This morning, I had the opportunity to appear on CNBC’s “Squawk Box” program to discuss the hot topic of whether Apple should comply with a court order to unlock an iPhone used by one of the shooters in the recent deadly attack in San Bernardino, Calif.

As you might expect, this is not a simple situation with an obvious conclusion. Click on the image below to watch the often contentious debate in which I took part.


Now, outside of the TV studio, I have the opportunity to share my thoughts on this matter more completely.

Phones are encrypted. This is a good thing. Virtually our entire lives are on our phones, including all of the information a thief would need to steal our identity. A phone is also an endpoint, an outside link to protected data in a business. In the wrong hands, a hacked smartphone can be catastrophic.

Apple has doubled down on security. No one – not even Apple – can access the information on your phone without a pass code. This is good for security. Encryption isn’t just about privacy, it is about defending systems.

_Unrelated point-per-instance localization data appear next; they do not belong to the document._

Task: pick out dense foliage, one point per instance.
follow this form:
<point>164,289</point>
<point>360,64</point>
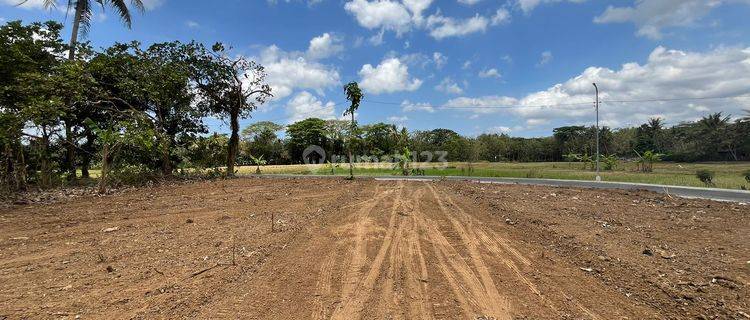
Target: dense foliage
<point>127,107</point>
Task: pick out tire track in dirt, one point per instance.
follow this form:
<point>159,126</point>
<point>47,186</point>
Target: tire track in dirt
<point>355,297</point>
<point>501,248</point>
<point>356,261</point>
<point>482,287</point>
<point>414,266</point>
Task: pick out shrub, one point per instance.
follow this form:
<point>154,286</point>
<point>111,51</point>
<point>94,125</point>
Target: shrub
<point>705,176</point>
<point>534,173</point>
<point>610,162</point>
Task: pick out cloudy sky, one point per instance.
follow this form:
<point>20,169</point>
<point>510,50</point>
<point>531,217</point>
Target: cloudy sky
<point>516,66</point>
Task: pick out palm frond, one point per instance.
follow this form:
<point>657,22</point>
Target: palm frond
<point>48,4</point>
<point>123,11</point>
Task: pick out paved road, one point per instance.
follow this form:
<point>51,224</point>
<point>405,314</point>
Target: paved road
<point>685,192</point>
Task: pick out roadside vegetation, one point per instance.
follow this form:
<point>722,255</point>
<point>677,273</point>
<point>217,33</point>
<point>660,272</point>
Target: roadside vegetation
<point>136,113</point>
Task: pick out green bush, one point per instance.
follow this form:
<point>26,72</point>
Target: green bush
<point>705,176</point>
<point>534,173</point>
<point>610,162</point>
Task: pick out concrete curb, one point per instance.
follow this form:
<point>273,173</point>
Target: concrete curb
<point>679,191</point>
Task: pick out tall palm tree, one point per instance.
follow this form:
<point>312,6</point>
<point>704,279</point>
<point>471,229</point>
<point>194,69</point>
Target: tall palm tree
<point>83,13</point>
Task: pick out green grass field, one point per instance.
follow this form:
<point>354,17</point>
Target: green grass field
<point>727,175</point>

The FBI is having a rough time because accessing a phone requires manually inputting the password. They don’t know the length of the password and anyone that has a 3-year-old knows that after too many attempts, the phone locks you out. With brute force, it would take up to 5.5 years to try every combination, assuming the password is four digits, not six.

The FBI is focused on the Syeed Farouk investigation and is looking for any and all leads that could help stop terrorist events. That’s also a good thing and Farouk’s phone could be a gold mine of information, emails, contacts, GPS coordinates, who he met with, where he was,  and who his associates are.

Essentially, a phone is a shortcut for law enforcement.

But Apple (and the broader security world) also has a bone in this fight. Creating a back door, even if Apple had sole control of it, is an exploit and a compromise to security that can be stolen. Spies and trusted insiders such as Robert Hanssen and Edward Snowden have shown us that even the ultra secret can be stolen from the inside.

On a national level, we must promote more security, including encryption, not purposefully weaken our defense. For every Farouk investigation, there are millions of attacks on endpoints like cellphones that cause massive data breaches.